Most factor VIII B domain missense mutations are unlikely to be causative mutations for severe hemophilia A: implications for genotyping

Authors


Steven W. Pipe, Department of Pediatrics and Communicable Diseases, University of Michigan, 1500 East Medical Center Drive, Ann Arbor, MI 48109, USA.
Tel.: +1 734 647 2893; fax: +1 734 615 0464.
E-mail: ummdswp@med.umich.edu

Abstract

Summary. Background & Objective: The factor VIII (FVIII) B domain shares very little amino acid homology with other known proteins and is not directly necessary for procoagulant activity.
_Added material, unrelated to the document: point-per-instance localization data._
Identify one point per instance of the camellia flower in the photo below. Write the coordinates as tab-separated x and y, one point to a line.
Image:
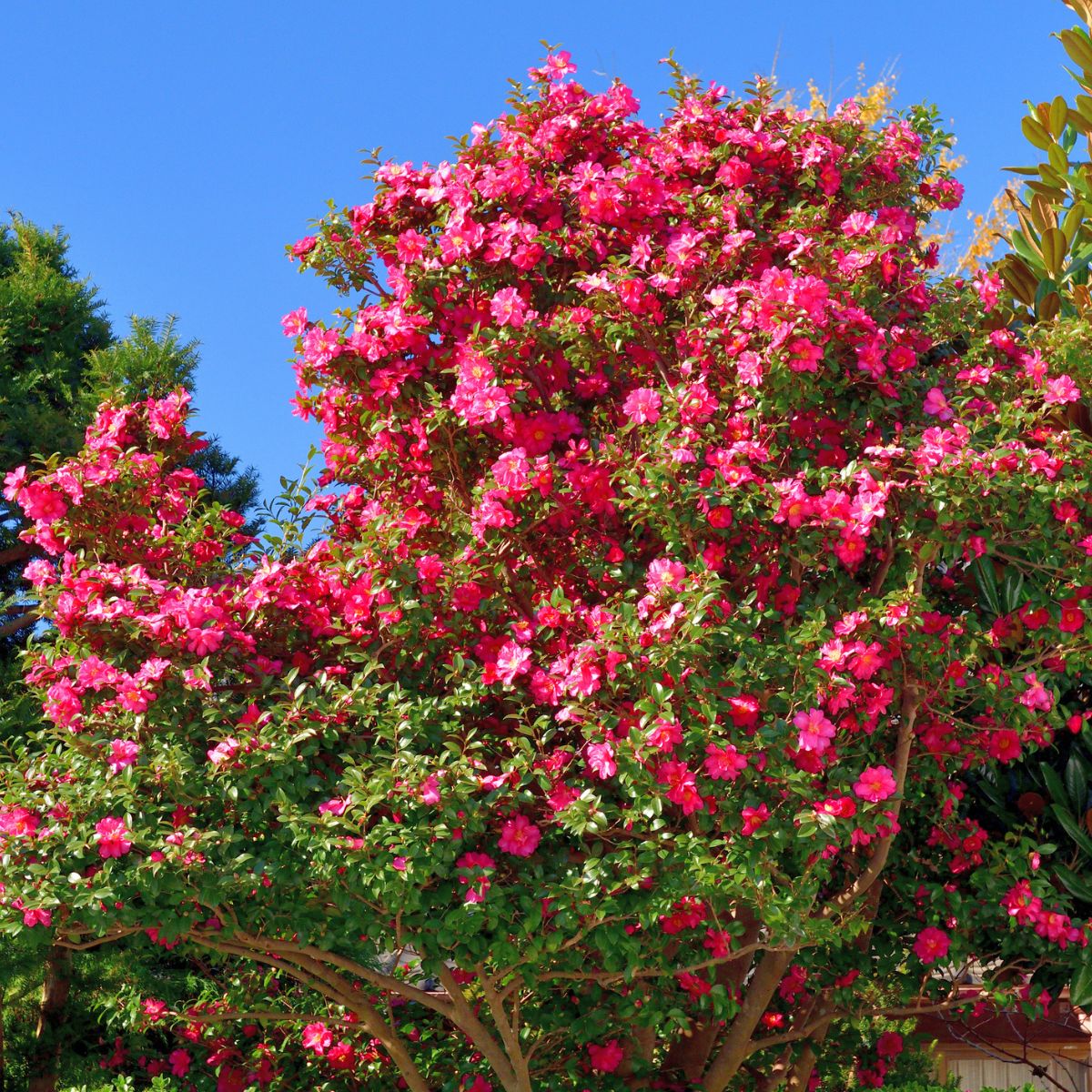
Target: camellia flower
753	818
605	1057
642	407
520	836
113	835
932	944
875	784
816	731
317	1037
123	753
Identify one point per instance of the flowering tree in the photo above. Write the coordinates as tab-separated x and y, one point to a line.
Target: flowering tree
615	735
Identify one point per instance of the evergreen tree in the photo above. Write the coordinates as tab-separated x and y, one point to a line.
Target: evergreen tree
59	359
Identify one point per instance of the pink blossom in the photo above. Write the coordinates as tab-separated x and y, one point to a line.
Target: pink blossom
988	288
511	469
512	660
601	760
932	944
664	735
520	836
113	836
605	1057
224	752
180	1062
937	405
875	784
123	753
723	763
665	574
753	818
816	731
317	1037
295	322
642	405
476	865
509	308
1036	696
1059	390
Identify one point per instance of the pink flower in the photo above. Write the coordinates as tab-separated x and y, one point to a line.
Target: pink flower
932	944
520	836
753	818
512	469
317	1037
224	752
430	790
816	731
179	1063
1036	696
605	1057
41	502
295	322
601	760
937	405
665	574
1059	390
512	660
875	784
642	407
509	308
114	839
988	288
478	883
123	753
723	763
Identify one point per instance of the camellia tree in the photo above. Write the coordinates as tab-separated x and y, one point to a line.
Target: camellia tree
615	736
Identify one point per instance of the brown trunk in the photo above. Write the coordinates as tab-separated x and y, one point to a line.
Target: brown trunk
4	1055
45	1059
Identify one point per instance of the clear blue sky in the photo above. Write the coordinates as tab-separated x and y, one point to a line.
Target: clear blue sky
183	145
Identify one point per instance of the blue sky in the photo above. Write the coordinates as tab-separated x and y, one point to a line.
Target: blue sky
181	146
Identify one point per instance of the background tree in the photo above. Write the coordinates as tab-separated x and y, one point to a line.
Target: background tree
59	360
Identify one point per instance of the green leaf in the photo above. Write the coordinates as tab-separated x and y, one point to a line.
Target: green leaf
1057	789
1076	885
1080	988
1073	828
1077	784
987	583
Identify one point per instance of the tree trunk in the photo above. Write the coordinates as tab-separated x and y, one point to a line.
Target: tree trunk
4	1055
45	1059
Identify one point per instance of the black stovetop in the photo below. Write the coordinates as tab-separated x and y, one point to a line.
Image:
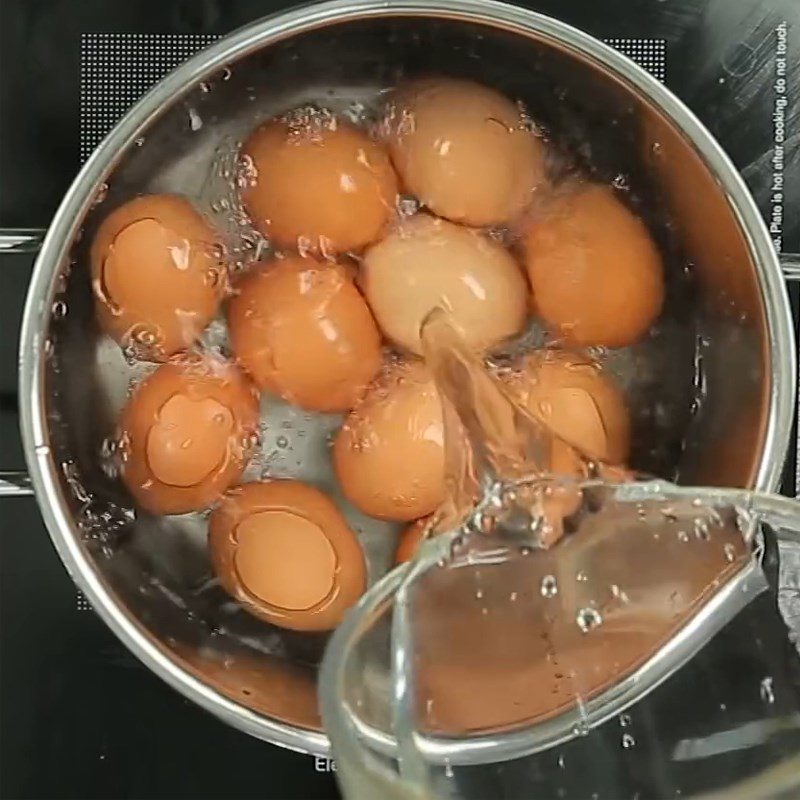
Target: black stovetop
79	716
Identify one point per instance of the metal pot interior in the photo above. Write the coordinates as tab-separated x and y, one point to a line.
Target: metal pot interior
698	386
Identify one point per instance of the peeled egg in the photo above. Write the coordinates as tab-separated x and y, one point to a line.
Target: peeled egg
303	331
578	402
318	184
596	275
389	453
466	151
410	540
284	551
157	275
187	434
428	263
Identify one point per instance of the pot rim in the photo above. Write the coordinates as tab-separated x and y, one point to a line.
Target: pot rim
78	200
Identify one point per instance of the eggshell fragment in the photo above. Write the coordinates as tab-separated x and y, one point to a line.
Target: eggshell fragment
466	151
429	263
389	453
595	273
284	551
317	183
157	275
302	330
187	433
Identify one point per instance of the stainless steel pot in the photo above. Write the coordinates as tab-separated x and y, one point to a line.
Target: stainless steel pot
727	327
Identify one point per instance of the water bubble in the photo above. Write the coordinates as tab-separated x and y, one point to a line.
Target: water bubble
549	586
407	206
619	594
580	728
100	195
588	618
195	120
620	182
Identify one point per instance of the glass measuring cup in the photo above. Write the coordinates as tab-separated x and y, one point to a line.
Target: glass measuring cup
492	668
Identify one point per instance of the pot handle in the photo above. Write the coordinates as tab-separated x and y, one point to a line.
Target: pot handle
790	262
18	240
15	484
21	240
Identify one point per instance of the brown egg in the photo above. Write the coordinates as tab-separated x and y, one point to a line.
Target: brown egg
284	551
578	402
187	434
157	275
319	184
303	331
595	273
428	263
389	452
464	150
410	540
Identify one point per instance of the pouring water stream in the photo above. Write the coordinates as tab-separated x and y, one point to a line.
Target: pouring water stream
673	566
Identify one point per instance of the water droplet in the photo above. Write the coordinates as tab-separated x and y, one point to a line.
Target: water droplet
195	120
100	195
588	618
620	182
580	729
549	586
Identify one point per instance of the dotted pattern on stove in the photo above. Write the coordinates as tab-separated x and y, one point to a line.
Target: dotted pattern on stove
116	69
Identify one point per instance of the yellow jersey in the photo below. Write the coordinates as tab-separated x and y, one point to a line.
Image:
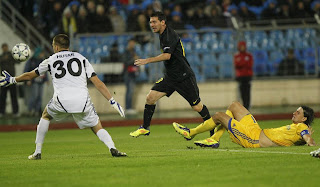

Despite this, missense mutations within the B domain have been reported in patients with hemophilia A. Given that the B domain is dispensable for secretion and function of FVIII, we hypothesized that these mutations should not be causative of hemophilia A in these patients. Methods: Plasmid vectors containing B domain missense mutations that were reported to be associated with moderate/severe hemophilia A (T751S, D826E, V993L, H1047Y, T1353A, N1441K, L1462P, E1579D, A1591S, P1641L and S1669L) were analyzed for their effect on synthesis and secretion compared with FVIII wild-type (WT) following transient transfection into COS-1 and CHO cells in vitro. Further, H1047Y, N1441K and E1579D mutants were expressed in vivo in a hemophilia A mouse model by hydrodynamic tail-vein injection. Results: FVIII activity and antigen levels for all mutants expressed into the conditioned media of COS-1 and CHO cells were similar to FVIII WT. Also, plasma expression of these mutants was similar to FVIII WT in hemophilia A mice. An in vivo tail clip bleeding assay also demonstrated that blood loss from hemophilia A mice expressing FVIII WT, H1047Y, N1441K and E1579D was similar. Conclusions: We conclude that most missense mutations within the FVIII B domain would be unlikely to lead to severe hemophilia A and that the majority of such missense mutations represent polymorphisms or non-pathologic mutations.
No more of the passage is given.